32

Bridge

2008
Friday, 4:30 p.m.

Eric and I are suspended over the water, halfway between Oakland and San Francisco.

A romantic way of saying we’re stuck in traffic on the Bay Bridge.

I have nothing to do but stare out my window at the scenery.

Lush, graceful Angel Island.

Barren, lumpen Alcatraz.

The hills of Sausalito in the distance, beyond the fog.

Ferries whisking tourists and commuters across the water.

Does the Bay Freedom still run, carrying lovers back and forth?

I can’t look away.

On the front bench of the top deck I see a Becc who’s becoming restless. She’s always been so clever with words, but she can’t seem to say, It’s over.

And she doesn’t know why.

I want to tell her that sometimes the words just won’t come. Especially when you’re twenty, and you’ve never been with anyone else. And you’re clinging to the sweet start, holding on a little longer than you should.

Another Becc is standing at the bow of the rocking ferry, holding her key. Trying so hard to release it into the cold waves.

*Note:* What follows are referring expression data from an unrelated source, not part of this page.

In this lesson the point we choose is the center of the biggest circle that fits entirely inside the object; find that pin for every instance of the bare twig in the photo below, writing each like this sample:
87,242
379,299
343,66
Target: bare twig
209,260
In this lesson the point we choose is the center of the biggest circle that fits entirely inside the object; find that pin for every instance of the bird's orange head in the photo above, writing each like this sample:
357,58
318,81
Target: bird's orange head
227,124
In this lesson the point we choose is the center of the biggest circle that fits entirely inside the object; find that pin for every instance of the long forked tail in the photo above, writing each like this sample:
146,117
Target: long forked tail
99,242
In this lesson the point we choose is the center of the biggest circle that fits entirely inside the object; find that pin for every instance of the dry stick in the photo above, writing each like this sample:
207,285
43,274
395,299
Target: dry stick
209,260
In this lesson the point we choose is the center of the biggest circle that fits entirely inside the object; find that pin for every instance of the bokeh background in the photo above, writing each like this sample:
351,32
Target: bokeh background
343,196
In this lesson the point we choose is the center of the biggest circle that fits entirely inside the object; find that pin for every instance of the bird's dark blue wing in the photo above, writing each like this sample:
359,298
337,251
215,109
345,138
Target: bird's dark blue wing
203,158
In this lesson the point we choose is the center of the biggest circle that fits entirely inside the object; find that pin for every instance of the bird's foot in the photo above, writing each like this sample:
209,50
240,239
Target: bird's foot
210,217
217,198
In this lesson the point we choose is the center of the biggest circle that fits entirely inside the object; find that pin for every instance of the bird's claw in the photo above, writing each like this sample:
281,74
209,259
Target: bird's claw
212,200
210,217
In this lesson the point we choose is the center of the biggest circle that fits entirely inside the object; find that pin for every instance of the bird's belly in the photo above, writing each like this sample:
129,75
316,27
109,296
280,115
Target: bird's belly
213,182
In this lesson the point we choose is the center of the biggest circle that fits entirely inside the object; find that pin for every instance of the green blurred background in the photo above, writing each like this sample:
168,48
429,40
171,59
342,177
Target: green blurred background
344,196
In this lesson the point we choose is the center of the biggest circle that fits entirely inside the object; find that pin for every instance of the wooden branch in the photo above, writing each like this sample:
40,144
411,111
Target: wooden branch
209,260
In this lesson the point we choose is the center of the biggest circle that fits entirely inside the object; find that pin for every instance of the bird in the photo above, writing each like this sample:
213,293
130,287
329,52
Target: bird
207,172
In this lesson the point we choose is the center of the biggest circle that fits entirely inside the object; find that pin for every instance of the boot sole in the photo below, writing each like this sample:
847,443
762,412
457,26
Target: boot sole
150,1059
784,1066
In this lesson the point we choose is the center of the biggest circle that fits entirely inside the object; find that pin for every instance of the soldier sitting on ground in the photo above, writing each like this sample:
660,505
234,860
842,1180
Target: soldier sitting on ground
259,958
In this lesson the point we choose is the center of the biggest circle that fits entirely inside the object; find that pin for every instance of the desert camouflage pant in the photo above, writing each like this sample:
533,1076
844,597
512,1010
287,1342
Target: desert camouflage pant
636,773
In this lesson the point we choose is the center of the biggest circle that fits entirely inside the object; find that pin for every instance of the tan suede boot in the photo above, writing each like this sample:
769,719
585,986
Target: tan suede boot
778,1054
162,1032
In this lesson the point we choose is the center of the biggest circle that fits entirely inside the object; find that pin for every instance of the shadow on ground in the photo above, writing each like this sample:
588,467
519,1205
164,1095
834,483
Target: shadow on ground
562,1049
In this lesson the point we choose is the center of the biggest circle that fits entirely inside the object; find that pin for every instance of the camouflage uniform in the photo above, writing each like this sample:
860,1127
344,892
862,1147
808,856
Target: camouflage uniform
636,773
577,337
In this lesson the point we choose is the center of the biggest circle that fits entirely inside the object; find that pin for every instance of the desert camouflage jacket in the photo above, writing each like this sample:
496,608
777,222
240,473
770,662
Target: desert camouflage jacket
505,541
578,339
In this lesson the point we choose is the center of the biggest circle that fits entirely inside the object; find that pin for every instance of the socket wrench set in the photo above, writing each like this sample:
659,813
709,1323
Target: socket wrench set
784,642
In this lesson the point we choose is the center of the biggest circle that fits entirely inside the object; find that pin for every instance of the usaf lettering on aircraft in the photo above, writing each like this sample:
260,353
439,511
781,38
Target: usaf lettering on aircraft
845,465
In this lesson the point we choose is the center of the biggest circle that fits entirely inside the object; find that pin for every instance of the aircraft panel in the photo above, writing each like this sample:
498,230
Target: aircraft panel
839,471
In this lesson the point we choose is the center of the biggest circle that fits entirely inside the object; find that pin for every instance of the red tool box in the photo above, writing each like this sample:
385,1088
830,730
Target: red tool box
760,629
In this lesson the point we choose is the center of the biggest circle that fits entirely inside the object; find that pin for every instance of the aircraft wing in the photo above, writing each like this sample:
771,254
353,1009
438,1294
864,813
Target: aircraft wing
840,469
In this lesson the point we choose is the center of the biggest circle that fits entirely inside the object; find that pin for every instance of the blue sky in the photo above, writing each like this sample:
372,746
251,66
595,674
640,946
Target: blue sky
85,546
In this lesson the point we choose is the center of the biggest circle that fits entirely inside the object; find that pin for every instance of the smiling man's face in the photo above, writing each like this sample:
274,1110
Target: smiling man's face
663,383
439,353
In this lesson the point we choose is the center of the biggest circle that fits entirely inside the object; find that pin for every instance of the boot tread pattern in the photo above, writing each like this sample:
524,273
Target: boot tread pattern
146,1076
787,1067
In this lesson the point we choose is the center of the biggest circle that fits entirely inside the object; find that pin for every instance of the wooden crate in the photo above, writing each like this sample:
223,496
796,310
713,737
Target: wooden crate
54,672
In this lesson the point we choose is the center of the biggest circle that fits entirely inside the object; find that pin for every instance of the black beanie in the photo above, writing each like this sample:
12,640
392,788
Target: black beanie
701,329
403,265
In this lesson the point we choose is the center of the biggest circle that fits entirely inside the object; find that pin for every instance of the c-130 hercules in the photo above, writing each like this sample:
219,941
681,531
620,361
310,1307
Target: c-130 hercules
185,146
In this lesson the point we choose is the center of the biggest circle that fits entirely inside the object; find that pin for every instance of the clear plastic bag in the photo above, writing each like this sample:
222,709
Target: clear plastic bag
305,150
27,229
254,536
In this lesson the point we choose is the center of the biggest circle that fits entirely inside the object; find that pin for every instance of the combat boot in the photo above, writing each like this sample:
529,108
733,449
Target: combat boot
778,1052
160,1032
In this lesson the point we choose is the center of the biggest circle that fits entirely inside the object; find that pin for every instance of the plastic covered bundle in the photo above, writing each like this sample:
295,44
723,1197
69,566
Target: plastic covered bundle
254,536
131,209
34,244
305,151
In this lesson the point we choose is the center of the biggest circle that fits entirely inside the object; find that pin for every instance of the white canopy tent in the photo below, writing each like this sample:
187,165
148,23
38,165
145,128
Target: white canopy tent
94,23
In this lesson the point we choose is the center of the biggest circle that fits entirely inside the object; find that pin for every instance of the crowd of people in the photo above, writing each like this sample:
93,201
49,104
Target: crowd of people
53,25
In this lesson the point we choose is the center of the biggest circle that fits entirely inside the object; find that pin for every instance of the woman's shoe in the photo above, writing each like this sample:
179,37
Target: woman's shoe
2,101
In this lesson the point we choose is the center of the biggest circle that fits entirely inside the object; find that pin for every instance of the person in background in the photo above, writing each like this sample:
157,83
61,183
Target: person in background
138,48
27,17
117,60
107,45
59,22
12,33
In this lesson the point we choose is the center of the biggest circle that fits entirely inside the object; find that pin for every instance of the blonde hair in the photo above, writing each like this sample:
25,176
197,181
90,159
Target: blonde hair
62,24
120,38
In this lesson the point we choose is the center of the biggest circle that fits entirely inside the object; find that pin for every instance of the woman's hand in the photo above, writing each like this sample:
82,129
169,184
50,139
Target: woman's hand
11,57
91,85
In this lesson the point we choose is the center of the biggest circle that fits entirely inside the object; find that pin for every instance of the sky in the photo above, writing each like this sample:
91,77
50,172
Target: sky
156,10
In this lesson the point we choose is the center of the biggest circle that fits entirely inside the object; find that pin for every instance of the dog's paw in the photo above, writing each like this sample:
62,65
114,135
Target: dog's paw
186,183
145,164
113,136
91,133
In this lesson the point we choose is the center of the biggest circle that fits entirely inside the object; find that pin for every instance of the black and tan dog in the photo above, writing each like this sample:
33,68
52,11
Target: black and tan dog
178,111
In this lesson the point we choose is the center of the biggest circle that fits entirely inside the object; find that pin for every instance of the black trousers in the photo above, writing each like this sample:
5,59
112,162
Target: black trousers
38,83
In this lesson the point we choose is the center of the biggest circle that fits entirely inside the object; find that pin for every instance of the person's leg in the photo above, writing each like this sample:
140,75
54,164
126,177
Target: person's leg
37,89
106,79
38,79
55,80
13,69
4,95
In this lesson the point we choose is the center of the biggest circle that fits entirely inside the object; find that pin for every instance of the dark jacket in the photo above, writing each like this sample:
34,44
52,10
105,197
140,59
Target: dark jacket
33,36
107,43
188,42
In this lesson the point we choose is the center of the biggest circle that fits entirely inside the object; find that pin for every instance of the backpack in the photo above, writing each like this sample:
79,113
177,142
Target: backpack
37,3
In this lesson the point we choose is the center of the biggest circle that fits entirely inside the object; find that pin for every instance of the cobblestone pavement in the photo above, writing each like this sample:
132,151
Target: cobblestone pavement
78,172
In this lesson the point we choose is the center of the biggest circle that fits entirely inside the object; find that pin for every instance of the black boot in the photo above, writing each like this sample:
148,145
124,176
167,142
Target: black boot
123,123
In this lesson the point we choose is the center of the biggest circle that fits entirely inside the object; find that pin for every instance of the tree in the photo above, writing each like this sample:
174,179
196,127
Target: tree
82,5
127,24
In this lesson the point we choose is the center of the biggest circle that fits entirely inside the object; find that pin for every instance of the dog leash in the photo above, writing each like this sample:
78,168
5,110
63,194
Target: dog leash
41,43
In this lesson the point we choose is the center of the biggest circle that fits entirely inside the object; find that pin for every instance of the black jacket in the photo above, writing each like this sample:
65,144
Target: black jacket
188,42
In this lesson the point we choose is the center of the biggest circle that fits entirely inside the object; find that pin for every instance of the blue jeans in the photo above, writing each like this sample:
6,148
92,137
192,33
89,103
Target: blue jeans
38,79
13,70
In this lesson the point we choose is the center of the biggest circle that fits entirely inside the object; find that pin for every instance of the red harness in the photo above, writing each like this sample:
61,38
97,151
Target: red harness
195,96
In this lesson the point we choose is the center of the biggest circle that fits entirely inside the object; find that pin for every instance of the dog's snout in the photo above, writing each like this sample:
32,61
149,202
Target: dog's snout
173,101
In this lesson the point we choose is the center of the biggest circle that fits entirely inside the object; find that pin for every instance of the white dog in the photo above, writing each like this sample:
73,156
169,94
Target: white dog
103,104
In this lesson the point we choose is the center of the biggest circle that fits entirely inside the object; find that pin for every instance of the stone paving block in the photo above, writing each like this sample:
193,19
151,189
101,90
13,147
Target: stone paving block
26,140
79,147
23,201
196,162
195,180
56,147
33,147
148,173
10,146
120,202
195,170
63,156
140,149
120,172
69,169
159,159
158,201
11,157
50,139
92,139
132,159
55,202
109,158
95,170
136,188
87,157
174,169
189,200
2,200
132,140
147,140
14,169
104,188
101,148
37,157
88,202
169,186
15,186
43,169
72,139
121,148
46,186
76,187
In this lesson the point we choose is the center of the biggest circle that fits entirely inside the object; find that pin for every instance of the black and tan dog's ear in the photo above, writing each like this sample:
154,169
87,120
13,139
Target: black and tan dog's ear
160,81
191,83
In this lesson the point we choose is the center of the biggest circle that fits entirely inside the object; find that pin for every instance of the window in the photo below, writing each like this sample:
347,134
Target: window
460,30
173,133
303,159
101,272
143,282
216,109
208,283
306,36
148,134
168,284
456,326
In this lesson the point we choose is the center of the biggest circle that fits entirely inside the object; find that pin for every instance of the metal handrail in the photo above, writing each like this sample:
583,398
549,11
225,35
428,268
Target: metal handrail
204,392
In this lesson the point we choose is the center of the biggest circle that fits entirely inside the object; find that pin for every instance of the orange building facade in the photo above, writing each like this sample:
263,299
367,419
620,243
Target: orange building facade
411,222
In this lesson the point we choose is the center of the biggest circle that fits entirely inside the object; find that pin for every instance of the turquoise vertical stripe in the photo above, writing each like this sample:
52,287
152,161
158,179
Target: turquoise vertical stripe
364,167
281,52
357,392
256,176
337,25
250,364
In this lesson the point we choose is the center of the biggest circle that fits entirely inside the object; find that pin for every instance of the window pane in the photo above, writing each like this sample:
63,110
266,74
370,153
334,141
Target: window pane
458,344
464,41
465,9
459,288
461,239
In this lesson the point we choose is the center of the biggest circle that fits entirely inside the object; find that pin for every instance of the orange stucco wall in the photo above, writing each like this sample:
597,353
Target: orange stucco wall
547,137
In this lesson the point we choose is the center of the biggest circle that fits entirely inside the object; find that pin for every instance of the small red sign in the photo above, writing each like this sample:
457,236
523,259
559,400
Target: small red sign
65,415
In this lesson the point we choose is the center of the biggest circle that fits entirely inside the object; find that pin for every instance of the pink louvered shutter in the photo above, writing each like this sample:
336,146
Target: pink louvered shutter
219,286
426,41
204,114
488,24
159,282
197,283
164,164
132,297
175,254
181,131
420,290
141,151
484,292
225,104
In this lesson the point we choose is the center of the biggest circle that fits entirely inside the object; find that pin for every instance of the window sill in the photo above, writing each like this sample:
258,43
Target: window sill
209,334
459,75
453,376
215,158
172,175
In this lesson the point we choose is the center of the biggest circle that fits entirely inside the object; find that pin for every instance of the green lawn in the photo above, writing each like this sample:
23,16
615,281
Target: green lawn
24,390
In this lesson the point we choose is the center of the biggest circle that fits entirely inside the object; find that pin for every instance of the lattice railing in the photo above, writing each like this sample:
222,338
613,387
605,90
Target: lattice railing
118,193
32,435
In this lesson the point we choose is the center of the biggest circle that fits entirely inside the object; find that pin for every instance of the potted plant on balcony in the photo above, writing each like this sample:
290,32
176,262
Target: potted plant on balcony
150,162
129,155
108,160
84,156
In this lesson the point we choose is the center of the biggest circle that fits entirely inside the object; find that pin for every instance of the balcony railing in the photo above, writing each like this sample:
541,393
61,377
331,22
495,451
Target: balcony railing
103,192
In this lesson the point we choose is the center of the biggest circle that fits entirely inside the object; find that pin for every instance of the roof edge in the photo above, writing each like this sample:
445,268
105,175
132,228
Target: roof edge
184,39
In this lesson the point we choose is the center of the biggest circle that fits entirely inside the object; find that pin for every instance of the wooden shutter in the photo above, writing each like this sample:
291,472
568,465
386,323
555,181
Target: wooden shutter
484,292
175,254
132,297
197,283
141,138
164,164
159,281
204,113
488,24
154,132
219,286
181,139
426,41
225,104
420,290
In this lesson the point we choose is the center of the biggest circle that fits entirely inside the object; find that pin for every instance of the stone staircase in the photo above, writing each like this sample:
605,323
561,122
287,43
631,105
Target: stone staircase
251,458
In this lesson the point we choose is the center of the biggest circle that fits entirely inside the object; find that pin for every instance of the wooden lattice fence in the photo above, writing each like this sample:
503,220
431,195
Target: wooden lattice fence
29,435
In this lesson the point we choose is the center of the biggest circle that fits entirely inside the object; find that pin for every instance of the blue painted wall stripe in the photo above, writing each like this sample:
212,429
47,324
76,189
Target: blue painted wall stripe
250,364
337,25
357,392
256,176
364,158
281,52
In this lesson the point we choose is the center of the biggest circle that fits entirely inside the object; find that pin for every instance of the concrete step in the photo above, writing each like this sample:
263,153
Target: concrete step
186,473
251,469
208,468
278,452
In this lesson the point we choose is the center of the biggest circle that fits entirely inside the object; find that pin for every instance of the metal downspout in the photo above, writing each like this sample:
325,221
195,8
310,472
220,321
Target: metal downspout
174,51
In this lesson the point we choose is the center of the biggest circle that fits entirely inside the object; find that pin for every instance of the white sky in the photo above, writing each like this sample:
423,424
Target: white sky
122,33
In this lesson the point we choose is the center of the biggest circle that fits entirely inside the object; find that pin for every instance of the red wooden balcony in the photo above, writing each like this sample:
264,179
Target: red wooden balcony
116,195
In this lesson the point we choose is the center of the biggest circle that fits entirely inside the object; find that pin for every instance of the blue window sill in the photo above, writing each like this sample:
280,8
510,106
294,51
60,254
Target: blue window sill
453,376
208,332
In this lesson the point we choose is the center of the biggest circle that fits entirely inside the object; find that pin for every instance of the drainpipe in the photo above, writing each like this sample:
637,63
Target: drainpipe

I see Cal across the bed. Looking confused, surprised that even his charm has limits.

I picture the bottom of San Francisco Bay littered with the discards of other affairs. Other keys. Some are still floating down. Some are settling into the silty ocean floor, and some are rusty and buried, crumbling into nothing.

I thought I’d forgiven myself for the choices I made ten years ago. The decisions that I knew were wrong at the time, and the ones I thought were right.